Около него постоянно увивались два малолетних племянника, Витька и Мишка. Для них он стал настоящим авторитетом, особенно после того, как взорвал на речке пару бутылок, набитых карбидом.
Однажды он устроил соревнование для пацанов. Поставил их перед входом в большие крытые сени с земляным полом и скомандовал бежать в противоположные стороны вокруг дома. Наградой тому, кто окажется на месте старта первым, должен был стать выструганный из доски меч, занявший второе место получал выпиленный из фанеры пистолет. Ребята рванули, а Сергей сел на продавленную пружинную кровать, где в свое время ночевали его родители, и закурил.
Он чуть не подавился непогашенной сигаретой, когда неожиданно из-за угла выскочил маленький Мишка, а на встречу ему, справа, вылетел на всех порах Витёк.
В тот же момент у него на глазах произошла катастрофа – мальчишки со всего маху врезались лбами, тут же разлетелись в разные стороны, отчаянно вопя и размазывая сопли по чумазым личикам. Сергей сначала громко расхохотался, по подняв одного из пострадавших увидел на его лбу огромную шишку.
Оба пацана были сыновьями дяди Вити, довольно сурового на вид мужика, который совсем недавно на глазах Сергея, зашёл в свинарник и вышел оттуда с окровавленным ножом и измазанными по колено в навозе штанами.
В тот момент он хмуро посмотрел на Сергея глазами, воспалёнными от вчерашней пьянки с братьями, и произнёс:
– Чего стоишь, зови деда («то есть его отца»), свежевать будем.
Семейство готовилось к свадьбе. Дед, тоже Сергей Иванович, выдавал замуж единственную в многочисленном потомстве младшую дочь.
А сейчас отпрыски дяди Вити валялись в пыли и выли от страха и боли.
Сергей схватил малышей в охапку и занёс за стену сеней, в надежде, что здесь их никто не увидит и не услышит. Туго соображая, как прекратить истерику, он достал отцовский нож и ловко метнул его в бревенчатую стену. Мальчишки мгновенно перестали орать и, раскрыв рты, с восторгом уставились на него.

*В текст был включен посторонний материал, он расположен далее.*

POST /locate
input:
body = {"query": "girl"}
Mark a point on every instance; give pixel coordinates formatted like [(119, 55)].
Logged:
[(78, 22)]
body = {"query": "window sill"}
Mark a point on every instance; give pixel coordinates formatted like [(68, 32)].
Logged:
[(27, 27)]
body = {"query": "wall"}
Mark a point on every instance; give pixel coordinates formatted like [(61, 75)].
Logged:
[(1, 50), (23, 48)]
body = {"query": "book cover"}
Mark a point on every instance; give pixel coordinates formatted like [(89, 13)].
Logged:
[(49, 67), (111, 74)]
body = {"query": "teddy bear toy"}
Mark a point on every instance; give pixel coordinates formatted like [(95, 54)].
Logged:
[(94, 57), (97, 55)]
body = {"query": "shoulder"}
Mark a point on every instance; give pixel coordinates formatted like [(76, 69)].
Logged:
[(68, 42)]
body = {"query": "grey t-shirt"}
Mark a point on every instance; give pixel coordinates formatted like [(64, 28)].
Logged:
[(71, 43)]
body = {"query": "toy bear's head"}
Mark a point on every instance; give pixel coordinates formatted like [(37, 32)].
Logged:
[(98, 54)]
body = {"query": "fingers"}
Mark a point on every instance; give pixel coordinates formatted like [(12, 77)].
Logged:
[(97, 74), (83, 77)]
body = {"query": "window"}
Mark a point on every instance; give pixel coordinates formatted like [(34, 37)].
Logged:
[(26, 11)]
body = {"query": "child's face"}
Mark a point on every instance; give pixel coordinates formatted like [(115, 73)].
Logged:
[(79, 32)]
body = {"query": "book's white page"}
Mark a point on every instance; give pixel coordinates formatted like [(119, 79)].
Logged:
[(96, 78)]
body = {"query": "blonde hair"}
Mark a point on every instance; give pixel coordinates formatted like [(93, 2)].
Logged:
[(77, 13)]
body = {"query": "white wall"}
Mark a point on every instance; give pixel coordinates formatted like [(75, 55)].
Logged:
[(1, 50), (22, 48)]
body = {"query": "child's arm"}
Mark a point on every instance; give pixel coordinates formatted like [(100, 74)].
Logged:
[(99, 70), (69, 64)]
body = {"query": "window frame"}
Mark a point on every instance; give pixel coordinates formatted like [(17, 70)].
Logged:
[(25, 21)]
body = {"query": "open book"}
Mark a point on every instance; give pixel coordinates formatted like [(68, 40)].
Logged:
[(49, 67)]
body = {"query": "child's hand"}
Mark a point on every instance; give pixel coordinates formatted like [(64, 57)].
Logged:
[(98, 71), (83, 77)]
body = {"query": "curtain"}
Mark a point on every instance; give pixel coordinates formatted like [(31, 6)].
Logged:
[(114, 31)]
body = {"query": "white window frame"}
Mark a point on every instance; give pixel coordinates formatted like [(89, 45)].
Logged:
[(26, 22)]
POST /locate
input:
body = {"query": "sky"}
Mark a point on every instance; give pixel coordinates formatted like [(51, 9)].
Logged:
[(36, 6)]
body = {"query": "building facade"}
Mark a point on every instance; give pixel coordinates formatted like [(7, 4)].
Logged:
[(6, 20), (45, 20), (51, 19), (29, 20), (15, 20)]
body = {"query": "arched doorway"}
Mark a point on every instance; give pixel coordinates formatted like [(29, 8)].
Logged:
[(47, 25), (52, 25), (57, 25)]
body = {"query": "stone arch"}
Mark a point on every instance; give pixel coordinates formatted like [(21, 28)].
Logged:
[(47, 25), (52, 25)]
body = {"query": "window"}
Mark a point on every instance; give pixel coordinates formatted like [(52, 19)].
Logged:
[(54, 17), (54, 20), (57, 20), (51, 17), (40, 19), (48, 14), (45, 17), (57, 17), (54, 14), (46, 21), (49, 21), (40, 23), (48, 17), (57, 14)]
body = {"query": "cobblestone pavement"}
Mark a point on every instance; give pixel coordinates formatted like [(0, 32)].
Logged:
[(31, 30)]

Обрадованный успехом, Сергей мелом нарисовал на стене мишень, отошёл на пять шагов и снова точно послал нож в цель. Ребята завопили от счастья и окончательно забыли про свои шишки. Сергей принёс из погреба две холодных банки с огурцами и заставил каждого прижать ко лбу. Через некоторое время на звук вонзающегося в дерево ножа через соседний забор к ним перелезли ещё два малыша. Сергей достал и перенёс оттуда же их совсем крошечную сестрёнку. Он успел посмотреть «Великолепную семёрку» и теперь выступал в роли легендарного Криса.
Так Сергей стал кумиром всей окрестной деревенской детворы, и это хоть как-то помогало ему избавится от навязчивых мыслей. Он снова почувствовал себя прежним, но немного мультяшным Сергеем Ивановичем.
***
Когда перед самым сентябрём Сергей вернулся в Москву, мать его опять не узнала.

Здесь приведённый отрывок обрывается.